I am not saying my husband, the Carpenter, isn’t observant, but if I were to suddenly have a third eye appear in the centre of my forehead, with gaudy blue eyeshadow and one giant fake eyelash blinking directly at him, he still wouldn’t notice something was amiss. I can prove it, and I will, because I know he likes to tell people in the community that all my stories about him are lies. Lies? Nobody believes him. This is why.
A recent hair consultation with my long-time hair stylist has resulted in a life-altering modification to my physical appearance; probably one of the hardest decisions I’ve made all year. Brace yourselves. I have decided to try to grow out my bangs. Gasp. Yep.
If you know, you know.
For the next few weeks, I have to figure out how a simple fringe of hair can literally divide my face in half and make me look one day like Alfalfa from The Little Rascals (remember?) and the next, Rob Smith from The Cure. This simple change is about as dramatic as my emotions about it (please don’t make eye contact with me in the grocery store until I have my lack of bangs sorted).
This is what happens when I tell my hairstylist that I am bored with my hair, but also that I don’t want to do anything too drastic that will require product, hot styling tools, cool styling tools, time or effort. If I have to work that hard, I’m not going to do it. She knows this is true, because she has been my hair stylist (and therapist) for 18 years. She could blackmail me with the stories I’ve shared in her chair, but she won’t because what’s said in the chair stays in the chair. Every four weeks I have a hair-therapy session. She listens to my tall tales while she colours my white roots, so we can all pretend my hair is mahogany red (play along regardless of bangs.)

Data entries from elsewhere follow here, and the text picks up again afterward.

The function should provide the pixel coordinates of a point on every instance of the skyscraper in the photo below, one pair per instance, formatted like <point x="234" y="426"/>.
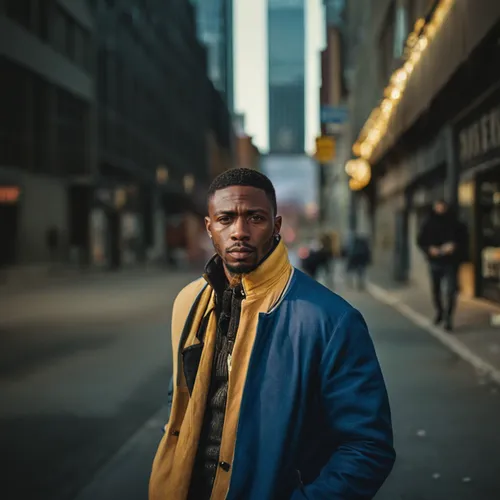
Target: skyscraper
<point x="286" y="38"/>
<point x="215" y="30"/>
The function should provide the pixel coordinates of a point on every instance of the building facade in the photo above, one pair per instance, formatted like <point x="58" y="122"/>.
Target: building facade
<point x="112" y="125"/>
<point x="286" y="38"/>
<point x="214" y="19"/>
<point x="428" y="125"/>
<point x="336" y="195"/>
<point x="46" y="127"/>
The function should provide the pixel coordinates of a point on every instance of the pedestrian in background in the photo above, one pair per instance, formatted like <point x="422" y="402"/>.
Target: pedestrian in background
<point x="277" y="390"/>
<point x="320" y="259"/>
<point x="358" y="258"/>
<point x="443" y="239"/>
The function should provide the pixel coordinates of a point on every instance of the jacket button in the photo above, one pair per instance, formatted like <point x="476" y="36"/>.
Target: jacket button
<point x="225" y="466"/>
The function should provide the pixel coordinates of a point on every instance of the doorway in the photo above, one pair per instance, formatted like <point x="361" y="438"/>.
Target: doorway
<point x="8" y="232"/>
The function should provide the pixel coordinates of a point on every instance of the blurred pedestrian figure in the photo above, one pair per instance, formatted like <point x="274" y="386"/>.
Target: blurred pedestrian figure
<point x="358" y="258"/>
<point x="52" y="239"/>
<point x="321" y="259"/>
<point x="443" y="239"/>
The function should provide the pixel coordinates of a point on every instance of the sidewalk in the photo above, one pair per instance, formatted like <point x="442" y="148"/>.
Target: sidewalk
<point x="92" y="299"/>
<point x="474" y="337"/>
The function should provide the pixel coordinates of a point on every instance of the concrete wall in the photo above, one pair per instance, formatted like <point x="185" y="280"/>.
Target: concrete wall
<point x="44" y="203"/>
<point x="19" y="45"/>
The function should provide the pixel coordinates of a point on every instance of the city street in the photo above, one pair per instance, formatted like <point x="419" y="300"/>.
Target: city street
<point x="74" y="395"/>
<point x="77" y="387"/>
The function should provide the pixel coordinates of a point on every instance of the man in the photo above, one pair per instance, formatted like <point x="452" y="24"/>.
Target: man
<point x="278" y="393"/>
<point x="443" y="240"/>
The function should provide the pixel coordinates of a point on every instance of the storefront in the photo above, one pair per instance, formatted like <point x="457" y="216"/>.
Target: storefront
<point x="477" y="142"/>
<point x="9" y="215"/>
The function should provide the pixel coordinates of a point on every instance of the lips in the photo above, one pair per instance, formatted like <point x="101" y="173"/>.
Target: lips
<point x="240" y="253"/>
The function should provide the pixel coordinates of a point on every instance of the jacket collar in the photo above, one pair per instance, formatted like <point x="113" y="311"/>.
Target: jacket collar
<point x="257" y="283"/>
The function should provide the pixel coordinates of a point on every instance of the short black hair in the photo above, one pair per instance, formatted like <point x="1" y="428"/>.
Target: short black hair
<point x="244" y="177"/>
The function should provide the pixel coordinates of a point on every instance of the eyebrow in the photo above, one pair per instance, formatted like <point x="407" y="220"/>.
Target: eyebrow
<point x="250" y="211"/>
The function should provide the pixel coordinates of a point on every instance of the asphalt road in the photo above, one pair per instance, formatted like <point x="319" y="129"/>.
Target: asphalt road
<point x="73" y="392"/>
<point x="71" y="397"/>
<point x="446" y="417"/>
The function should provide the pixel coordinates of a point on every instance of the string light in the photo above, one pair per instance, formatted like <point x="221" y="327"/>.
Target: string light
<point x="417" y="42"/>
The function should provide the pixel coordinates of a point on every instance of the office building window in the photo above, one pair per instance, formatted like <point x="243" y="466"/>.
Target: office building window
<point x="42" y="19"/>
<point x="19" y="11"/>
<point x="41" y="121"/>
<point x="13" y="124"/>
<point x="71" y="133"/>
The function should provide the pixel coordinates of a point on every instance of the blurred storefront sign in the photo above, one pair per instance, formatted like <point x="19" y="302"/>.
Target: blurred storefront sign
<point x="478" y="133"/>
<point x="359" y="171"/>
<point x="477" y="145"/>
<point x="325" y="149"/>
<point x="9" y="194"/>
<point x="334" y="115"/>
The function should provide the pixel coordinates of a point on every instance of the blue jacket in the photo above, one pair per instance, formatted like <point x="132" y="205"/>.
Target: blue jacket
<point x="314" y="420"/>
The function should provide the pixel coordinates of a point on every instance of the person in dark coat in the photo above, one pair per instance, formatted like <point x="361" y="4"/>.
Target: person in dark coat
<point x="320" y="259"/>
<point x="443" y="240"/>
<point x="358" y="255"/>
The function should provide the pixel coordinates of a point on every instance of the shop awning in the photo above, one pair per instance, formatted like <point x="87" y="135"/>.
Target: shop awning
<point x="466" y="24"/>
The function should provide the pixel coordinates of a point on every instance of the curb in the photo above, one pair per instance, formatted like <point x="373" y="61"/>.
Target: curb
<point x="448" y="340"/>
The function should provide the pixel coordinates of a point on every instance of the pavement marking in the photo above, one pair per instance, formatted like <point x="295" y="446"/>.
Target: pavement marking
<point x="447" y="339"/>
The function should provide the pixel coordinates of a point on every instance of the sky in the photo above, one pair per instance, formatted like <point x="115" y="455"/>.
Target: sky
<point x="251" y="71"/>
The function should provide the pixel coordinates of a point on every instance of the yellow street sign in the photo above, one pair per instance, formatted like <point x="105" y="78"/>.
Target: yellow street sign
<point x="325" y="149"/>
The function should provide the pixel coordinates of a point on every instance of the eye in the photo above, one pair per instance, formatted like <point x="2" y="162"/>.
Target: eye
<point x="257" y="218"/>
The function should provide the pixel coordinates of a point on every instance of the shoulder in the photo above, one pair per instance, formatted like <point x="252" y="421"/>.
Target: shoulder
<point x="313" y="300"/>
<point x="186" y="297"/>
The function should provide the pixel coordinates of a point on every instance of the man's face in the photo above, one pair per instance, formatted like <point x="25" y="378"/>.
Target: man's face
<point x="440" y="207"/>
<point x="242" y="225"/>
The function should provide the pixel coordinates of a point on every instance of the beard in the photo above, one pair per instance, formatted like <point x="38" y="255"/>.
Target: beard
<point x="238" y="269"/>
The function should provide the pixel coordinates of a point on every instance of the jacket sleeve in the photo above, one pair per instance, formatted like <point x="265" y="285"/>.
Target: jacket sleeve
<point x="357" y="406"/>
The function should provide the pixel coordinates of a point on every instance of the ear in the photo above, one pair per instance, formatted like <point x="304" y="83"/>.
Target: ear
<point x="207" y="226"/>
<point x="277" y="224"/>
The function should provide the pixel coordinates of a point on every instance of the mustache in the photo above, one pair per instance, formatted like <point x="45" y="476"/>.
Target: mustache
<point x="240" y="247"/>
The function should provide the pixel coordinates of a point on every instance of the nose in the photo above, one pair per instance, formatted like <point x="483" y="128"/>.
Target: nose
<point x="240" y="230"/>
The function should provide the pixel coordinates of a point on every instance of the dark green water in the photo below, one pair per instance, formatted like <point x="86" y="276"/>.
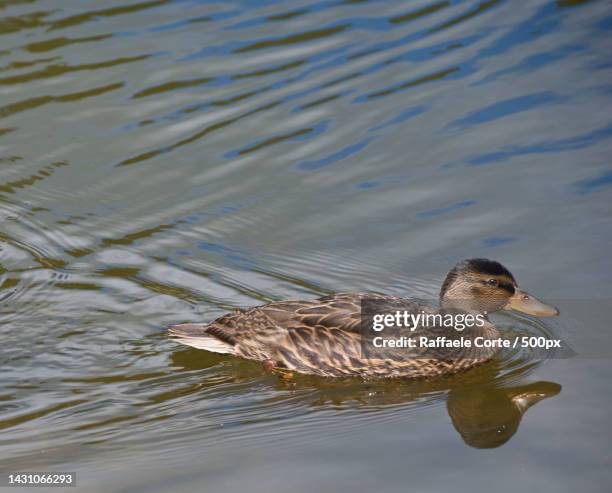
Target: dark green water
<point x="168" y="161"/>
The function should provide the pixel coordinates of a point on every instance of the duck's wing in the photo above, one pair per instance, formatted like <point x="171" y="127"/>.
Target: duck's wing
<point x="281" y="329"/>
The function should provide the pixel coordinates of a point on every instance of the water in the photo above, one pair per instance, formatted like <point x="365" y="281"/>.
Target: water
<point x="167" y="161"/>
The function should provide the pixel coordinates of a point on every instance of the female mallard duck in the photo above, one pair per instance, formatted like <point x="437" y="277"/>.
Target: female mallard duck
<point x="323" y="336"/>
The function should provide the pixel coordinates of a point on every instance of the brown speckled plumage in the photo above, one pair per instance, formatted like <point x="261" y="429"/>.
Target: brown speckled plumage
<point x="323" y="336"/>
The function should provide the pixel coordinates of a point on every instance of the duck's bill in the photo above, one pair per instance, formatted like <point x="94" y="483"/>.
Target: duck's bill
<point x="526" y="303"/>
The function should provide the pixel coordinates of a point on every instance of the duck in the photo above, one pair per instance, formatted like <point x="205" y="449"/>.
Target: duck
<point x="326" y="336"/>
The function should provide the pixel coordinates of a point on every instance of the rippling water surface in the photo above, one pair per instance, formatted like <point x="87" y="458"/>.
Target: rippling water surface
<point x="166" y="161"/>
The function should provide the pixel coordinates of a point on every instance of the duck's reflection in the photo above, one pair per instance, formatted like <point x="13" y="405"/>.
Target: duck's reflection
<point x="487" y="417"/>
<point x="485" y="404"/>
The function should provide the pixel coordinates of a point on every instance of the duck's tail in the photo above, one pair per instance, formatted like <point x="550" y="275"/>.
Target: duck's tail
<point x="198" y="336"/>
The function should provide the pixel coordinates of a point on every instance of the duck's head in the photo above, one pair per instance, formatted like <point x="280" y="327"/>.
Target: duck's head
<point x="482" y="285"/>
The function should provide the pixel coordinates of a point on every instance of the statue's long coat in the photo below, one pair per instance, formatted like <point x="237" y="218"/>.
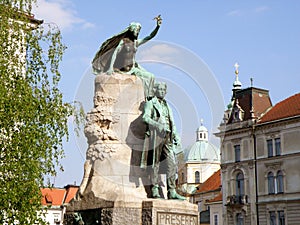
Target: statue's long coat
<point x="152" y="117"/>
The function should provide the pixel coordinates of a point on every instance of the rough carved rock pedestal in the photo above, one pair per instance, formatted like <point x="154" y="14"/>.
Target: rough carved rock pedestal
<point x="114" y="188"/>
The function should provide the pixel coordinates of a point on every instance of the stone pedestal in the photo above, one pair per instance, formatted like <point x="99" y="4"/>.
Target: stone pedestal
<point x="148" y="212"/>
<point x="169" y="212"/>
<point x="114" y="189"/>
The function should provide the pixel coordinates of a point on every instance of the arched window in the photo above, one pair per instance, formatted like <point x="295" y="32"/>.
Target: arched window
<point x="197" y="177"/>
<point x="271" y="187"/>
<point x="279" y="182"/>
<point x="240" y="184"/>
<point x="239" y="219"/>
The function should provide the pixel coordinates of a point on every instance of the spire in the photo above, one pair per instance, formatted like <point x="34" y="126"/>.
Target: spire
<point x="237" y="85"/>
<point x="202" y="132"/>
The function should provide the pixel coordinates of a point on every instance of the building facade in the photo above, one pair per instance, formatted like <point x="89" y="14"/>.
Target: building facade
<point x="55" y="201"/>
<point x="260" y="156"/>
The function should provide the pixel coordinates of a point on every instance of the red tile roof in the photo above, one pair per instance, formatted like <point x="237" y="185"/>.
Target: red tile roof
<point x="53" y="196"/>
<point x="218" y="198"/>
<point x="58" y="196"/>
<point x="212" y="183"/>
<point x="287" y="108"/>
<point x="71" y="192"/>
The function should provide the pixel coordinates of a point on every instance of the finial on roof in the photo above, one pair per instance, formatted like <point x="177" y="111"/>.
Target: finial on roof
<point x="201" y="122"/>
<point x="237" y="84"/>
<point x="236" y="65"/>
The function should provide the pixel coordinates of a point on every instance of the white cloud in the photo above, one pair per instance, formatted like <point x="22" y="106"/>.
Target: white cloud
<point x="158" y="52"/>
<point x="61" y="13"/>
<point x="235" y="13"/>
<point x="261" y="9"/>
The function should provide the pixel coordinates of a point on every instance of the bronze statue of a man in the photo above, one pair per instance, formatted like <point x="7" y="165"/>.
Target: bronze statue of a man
<point x="161" y="136"/>
<point x="117" y="54"/>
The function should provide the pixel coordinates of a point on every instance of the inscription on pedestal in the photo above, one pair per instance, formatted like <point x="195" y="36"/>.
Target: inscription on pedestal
<point x="164" y="218"/>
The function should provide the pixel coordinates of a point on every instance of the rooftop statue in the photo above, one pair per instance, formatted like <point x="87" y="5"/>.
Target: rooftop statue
<point x="117" y="54"/>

My trusted hair stylist suggested one quick solution: to reshape my face with bangs that would divide at my left-hand part. Simple. Non-committal. Try it and see.
The Tuesday night of this pivotal change, I returned home to find the Carpenter making dinner. The oven was loaded with pots bubbling and steam rising. He was following a recipe like he was reading the plans for an underground vault. He barely looked up at me. He thrives at focusing on one thing at a time. I respect that; I envy it really. I gave him a pass.
Hours later, he still hadn’t made mention of my new look. Sometimes, I noticed he looked at me sideways, but in our relationship that subtle gesture could mean so many things, from his irritation that I’m making too much noise munching on potato chips, to wondering if I just heard him pass gas, to the possibility that he wants to say something about something but has decided to say nothing about anything because it’s safer. Like, “did you lose your bangs?” Because what if he’s wrong? Because what if I have my finger on the lever in the floor of the Earth that will swallow him up whole if he’s wrong?
Twenty-four hours pass. The Carpenter says nothing about this significant life change. Forty-eight hours pass. Still nothing. He is reading this right now. Wink.